I’d spent the last year incapable of making the transition from college to the “real world” and convinced myself that the city would help. Instead I had twenty-four free hours a day to feel sorry for myself.
I read. A lot. I skipped meals so I could buy used books and took advantage of my roommate’s employee discount at a bookstore. One day she brought home I Love You More Than You Know, a Jonathan Ames collection that I’d somehow previously overlooked. A few years ago, I read most of his work with that collegiate fervor you sometimes have when you’re nineteen and have just “discovered” an author; when you race through their books in an attempt to make sense of the world around you or, at the very least, provide you with a name to drop in a creative writing class.
My bedroom is too small for a desk, or even a chair, so I sat on the floor and read the entire thing in one sitting. Like the majority of his collections, the essays range from his childhood to his sexual misadventures to his embarrassments and neuroses. His willingness to share his humiliations with the world is perhaps what makes him so endearing as a writer. Any great author can tackle journeys of self-discovery or periods of heartache, but it takes an impressive amount of unabashed bravery to humorously retell tales of late puberty and genital warts.
In “Escape Home,” my favorite essay in the collection, Ames writes: “I rent my apartment in Brooklyn but I don’t have a home. My parents are still my home. I am part of a vast generation of people who live perpetually as if they have just graduated from college. I wear a backpack and have no savings.”
Post-collegiate limbo is a common place to be after graduation. It’s especially common, I’ve learned, when living in a city where friends from freshman year are now a few blocks away, roughly the same distance our dormitories were while living on campus. It’s common when you’re still using a backpack to transport beer between buildings as you walk around, discussing over-drafted bank accounts and jobs unrelated to our degrees.

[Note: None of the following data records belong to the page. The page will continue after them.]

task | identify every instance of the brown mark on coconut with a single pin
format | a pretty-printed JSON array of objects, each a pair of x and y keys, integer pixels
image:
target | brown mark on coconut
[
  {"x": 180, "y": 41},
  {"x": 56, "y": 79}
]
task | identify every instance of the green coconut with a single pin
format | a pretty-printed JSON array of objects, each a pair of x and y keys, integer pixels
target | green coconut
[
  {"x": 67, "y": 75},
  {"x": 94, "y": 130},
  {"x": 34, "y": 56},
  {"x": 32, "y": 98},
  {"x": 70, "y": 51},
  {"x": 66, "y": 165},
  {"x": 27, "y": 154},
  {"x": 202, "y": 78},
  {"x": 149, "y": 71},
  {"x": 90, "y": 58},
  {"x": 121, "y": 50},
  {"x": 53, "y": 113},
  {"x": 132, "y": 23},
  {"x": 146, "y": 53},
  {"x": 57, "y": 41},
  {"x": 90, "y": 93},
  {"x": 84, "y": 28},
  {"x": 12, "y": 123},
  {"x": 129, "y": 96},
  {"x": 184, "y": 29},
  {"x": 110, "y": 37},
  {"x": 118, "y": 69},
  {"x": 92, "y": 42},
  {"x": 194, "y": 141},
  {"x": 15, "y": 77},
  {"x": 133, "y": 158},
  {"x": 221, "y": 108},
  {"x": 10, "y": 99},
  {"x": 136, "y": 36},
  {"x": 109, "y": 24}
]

But it’s almost necessary to have that year. There’s a scene in Noah Baumbach’s film Kicking and Screaming where Grover tries to talk his girlfriend out of moving to Prague by saying she’s only “postponing that ‘get started’ year”—even if she leaves, the emotional paralysis will just wait for her to return. My concern was not with the existence of this paralysis and self-doubt, but with how long it would take before I was cured—a concern that was only exacerbated by the bombardment of articles berating twenty-somethings for taking too long to grow up.
Fortunately Ames offer comfort for this, too: “I console myself with the thought that people live longer nowadays so it makes sense that some of us take longer to mature.” It’s a fairly simplistic sentiment, but it’s a sentiment that’s incredibly reassuring, one that I’ll probably continue telling myself even when I’m well out of my twenties.